Однако спектакль режиссера Юрия Александрова демонстративно избегает какого бы то ни было жизнеподобия. Первый же дуэт поселянин Туридду с любовницей Лолой распевают, войдя в заднюю дверь зрительного зала и двигаясь по проходу к сцене. Вообще зал — роскошная изукрашенная причудливой лепниной и позолотой игрушка в особняке фон Дервиза, где располагается "Санкт–Петербургъ Опера", — задействован сполна. Например, Туридду и его возлюбленная Сантуцца в знаменитом дуэте (экстатическая ссора с проклятиями) бросаются на портал — прямо на его богатую отделку. Надо сказать, голоса (я слышал состав, где Туридду пел Евгений Наговицын, Сантуццу — Анна Буслидзе) звучали крупновато для камерного фондервизовского пространства и оркестр Александра Гойхмана был излишне громогласен.
Когда выносят статую Мадонны (действие происходит в пасхальное воскресенье), сопровождающие ее дети — церковные служки спускаются в зал и причащают зрителей печеньками — их откровенные парики не оставляют ни малейших иллюзий. Нам все время напоминают: вы в театре.
События, изображенные в новелле Джованни Верги, положенной в основу либретто, страшные, но не невероятные. Сицилийская деревня. Туридду любит Лолу, идет в армию, вернувшись, обнаруживает, что та вышла замуж за возчика Альфио. Туридду крутит с крестьянкой Сантуццей, но и с Лолой тоже, Сантуцца рассказывает Альфио об измене его жены, Альфио режет Туридду ножиком. В спектакле же, конечно, никакая не деревня. Художник Вячеслав Окунев проецирует на светлые стены, уходящие углом в глубину, фотографии домов в несколько этажей, внутренностей величественного собора с циклопических размеров распятием, огромного винного погреба. Черно–белые — что, зная неукротимое разноцветье других работ господина Окунева, пожалуй, и к лучшему.
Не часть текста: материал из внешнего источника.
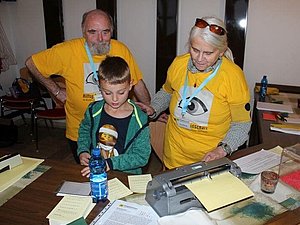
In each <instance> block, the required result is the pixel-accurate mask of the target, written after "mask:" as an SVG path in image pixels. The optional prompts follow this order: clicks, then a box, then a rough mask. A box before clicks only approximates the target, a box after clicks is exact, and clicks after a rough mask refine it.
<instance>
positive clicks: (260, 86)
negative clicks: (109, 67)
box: [259, 75, 268, 102]
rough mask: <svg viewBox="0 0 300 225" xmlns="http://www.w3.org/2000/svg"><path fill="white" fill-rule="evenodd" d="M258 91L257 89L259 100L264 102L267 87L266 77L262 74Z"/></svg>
mask: <svg viewBox="0 0 300 225" xmlns="http://www.w3.org/2000/svg"><path fill="white" fill-rule="evenodd" d="M260 85H261V86H260V91H259V100H260V101H262V102H264V101H265V98H266V95H267V89H268V79H267V76H266V75H264V76H263V78H262V79H261V82H260Z"/></svg>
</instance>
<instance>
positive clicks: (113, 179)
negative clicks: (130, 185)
mask: <svg viewBox="0 0 300 225" xmlns="http://www.w3.org/2000/svg"><path fill="white" fill-rule="evenodd" d="M131 194H132V191H130V190H129V189H128V187H126V186H125V184H123V183H122V182H121V181H120V180H119V179H118V178H113V179H111V180H109V181H108V199H109V201H111V202H112V201H114V200H117V199H120V198H123V197H126V196H128V195H131Z"/></svg>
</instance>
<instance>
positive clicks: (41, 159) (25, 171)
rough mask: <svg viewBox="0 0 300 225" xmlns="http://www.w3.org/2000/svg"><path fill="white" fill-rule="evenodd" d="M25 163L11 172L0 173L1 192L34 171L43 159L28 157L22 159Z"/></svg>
mask: <svg viewBox="0 0 300 225" xmlns="http://www.w3.org/2000/svg"><path fill="white" fill-rule="evenodd" d="M21 158H22V161H23V163H22V164H21V165H19V166H16V167H14V168H13V169H11V170H7V171H5V172H2V173H0V192H2V191H4V190H5V189H6V188H8V187H9V186H11V185H13V184H14V183H15V182H17V181H18V180H19V179H21V178H22V177H23V176H25V175H26V174H27V173H29V172H30V171H31V170H34V169H35V168H36V167H37V166H38V165H39V164H41V163H42V162H43V161H44V160H43V159H35V158H28V157H21Z"/></svg>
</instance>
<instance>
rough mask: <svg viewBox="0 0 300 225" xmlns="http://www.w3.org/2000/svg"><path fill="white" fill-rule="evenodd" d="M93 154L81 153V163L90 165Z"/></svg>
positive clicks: (88, 153)
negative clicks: (89, 162)
mask: <svg viewBox="0 0 300 225" xmlns="http://www.w3.org/2000/svg"><path fill="white" fill-rule="evenodd" d="M90 158H91V155H90V154H89V153H87V152H83V153H81V154H80V155H79V161H80V165H82V166H88V165H89V161H90Z"/></svg>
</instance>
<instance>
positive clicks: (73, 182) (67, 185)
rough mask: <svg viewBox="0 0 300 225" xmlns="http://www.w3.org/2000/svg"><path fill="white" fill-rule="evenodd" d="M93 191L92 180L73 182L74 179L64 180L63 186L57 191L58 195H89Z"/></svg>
mask: <svg viewBox="0 0 300 225" xmlns="http://www.w3.org/2000/svg"><path fill="white" fill-rule="evenodd" d="M90 192H91V186H90V182H83V183H82V182H73V181H64V183H63V184H62V186H61V187H60V188H59V190H58V192H57V194H56V195H57V196H64V195H81V196H89V195H90Z"/></svg>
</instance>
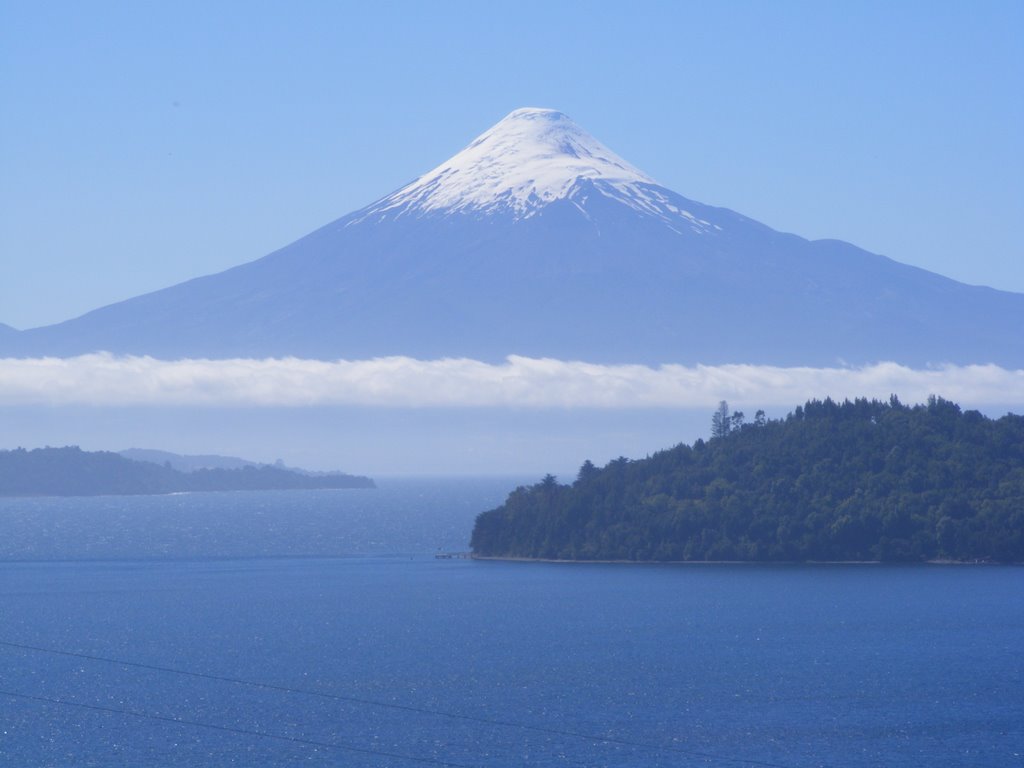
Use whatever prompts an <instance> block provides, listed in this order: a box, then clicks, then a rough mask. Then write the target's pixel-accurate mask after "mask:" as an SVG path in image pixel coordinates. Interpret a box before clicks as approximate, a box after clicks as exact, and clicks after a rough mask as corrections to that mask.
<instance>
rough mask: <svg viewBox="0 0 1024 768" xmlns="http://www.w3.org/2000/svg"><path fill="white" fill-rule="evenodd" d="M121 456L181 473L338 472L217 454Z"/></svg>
mask: <svg viewBox="0 0 1024 768" xmlns="http://www.w3.org/2000/svg"><path fill="white" fill-rule="evenodd" d="M118 455H119V456H123V457H124V458H125V459H131V460H132V461H136V462H150V463H151V464H170V465H171V468H172V469H176V470H178V471H179V472H195V471H197V470H199V469H243V468H244V467H265V466H272V467H273V468H274V469H284V470H287V471H289V472H297V473H298V474H300V475H309V476H317V475H332V474H338V473H336V472H318V471H314V470H309V469H302V468H301V467H289V466H287V465H286V464H285V463H284V462H283V461H281V460H280V459H279V460H278V461H275V462H274V463H273V464H272V465H267V464H262V463H260V462H253V461H249V460H248V459H240V458H239V457H237V456H218V455H217V454H174V453H171V452H170V451H158V450H156V449H125V450H124V451H119V452H118Z"/></svg>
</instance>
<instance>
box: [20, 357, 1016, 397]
mask: <svg viewBox="0 0 1024 768" xmlns="http://www.w3.org/2000/svg"><path fill="white" fill-rule="evenodd" d="M891 393H896V394H898V395H899V397H900V399H902V400H903V401H906V402H919V401H923V400H924V399H925V398H927V397H928V395H930V394H938V395H941V396H943V397H946V398H947V399H951V400H954V401H956V402H961V403H964V404H965V406H967V407H981V406H985V404H1007V403H1016V402H1021V403H1024V371H1010V370H1006V369H1002V368H998V367H997V366H943V367H937V368H930V369H924V370H921V369H910V368H906V367H904V366H899V365H897V364H894V362H881V364H878V365H873V366H866V367H863V368H775V367H771V366H744V365H734V366H695V367H692V368H688V367H685V366H675V365H671V366H659V367H657V368H650V367H647V366H602V365H594V364H589V362H572V361H564V360H556V359H536V358H529V357H519V356H510V357H508V358H507V359H506V360H505V362H502V364H499V365H492V364H486V362H480V361H479V360H472V359H440V360H419V359H414V358H412V357H380V358H375V359H369V360H337V361H330V362H328V361H322V360H309V359H298V358H282V359H223V360H207V359H183V360H159V359H155V358H153V357H135V356H116V355H112V354H105V353H102V354H88V355H82V356H79V357H69V358H56V357H42V358H31V359H0V404H3V406H17V404H54V406H71V404H88V406H104V407H111V406H207V407H213V406H218V407H224V406H226V407H231V406H236V407H241V406H245V407H253V406H257V407H303V406H332V404H336V406H380V407H392V408H395V407H397V408H453V407H455V408H485V407H508V408H597V409H627V408H666V409H684V408H713V407H715V406H716V404H717V403H718V401H719V400H722V399H725V400H729V401H730V403H733V404H742V406H744V407H752V408H756V407H764V408H769V407H795V406H797V404H800V403H801V402H803V401H804V400H806V399H808V398H811V397H824V396H830V397H833V398H835V399H842V398H844V397H850V398H852V397H861V396H867V397H879V398H888V396H889V395H890V394H891Z"/></svg>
Когда проекция гаснет — остаются лаконичные черные стулья с высокой спинкой и такие же столы под белой скатертью. Костюмы тоже сплошь черные, и дамский макияж выдержан в этом мрачном колорите.
Читайте также:
Авторская колонка
Рецензия на спектакль "Игрок"
И крестьяне — "крестьяне": на стол ставят здоровенный усеченный конус, изображающий чан, где давят виноград, две тетеньки, задрав подолы, этот самый воображаемый виноград топчут, но хореография Надежды Калининой несомненно свидетельствует: перед нами стриптиз, не хватает разве что пилона. Тем более что внизу танцуют то же самое: девчата рьяно закидывают ноги парням на талию. Сие может означать только одно: в ночном клубе сегодня дают стрип–шоу "Сельская честь". Общей условности не нарушает даже присочиненная маленькая дочка Сантуццы — вопреки убеждению, что на сцене не может быть ничего органичнее зверей и детей. Потому что девочку, к примеру, моют в тазу — натурально, мочалками, но при этом она одета в длинную рубашку.
Зато монохромность нарушают, во–первых, красное платье Лолы и такой же розан — Софья Некрасова исхитряется петь, держа цветочек зубами. Во–вторых, красное вино, которым герои в охотку плещут друг другу в лицо и просто поливают им окрестности. А в–третьих, едва раздается финальное: "Hanno ammazzato compare Turiddu!" ("Туридду зарезали!"), Сантуцца хватает нож, общее смятение, когда она снова поворачивается к нам — лицо и шея залиты пунцовой жидкостью. Но не пугайтесь, это просто краска. Или клюквенный сок.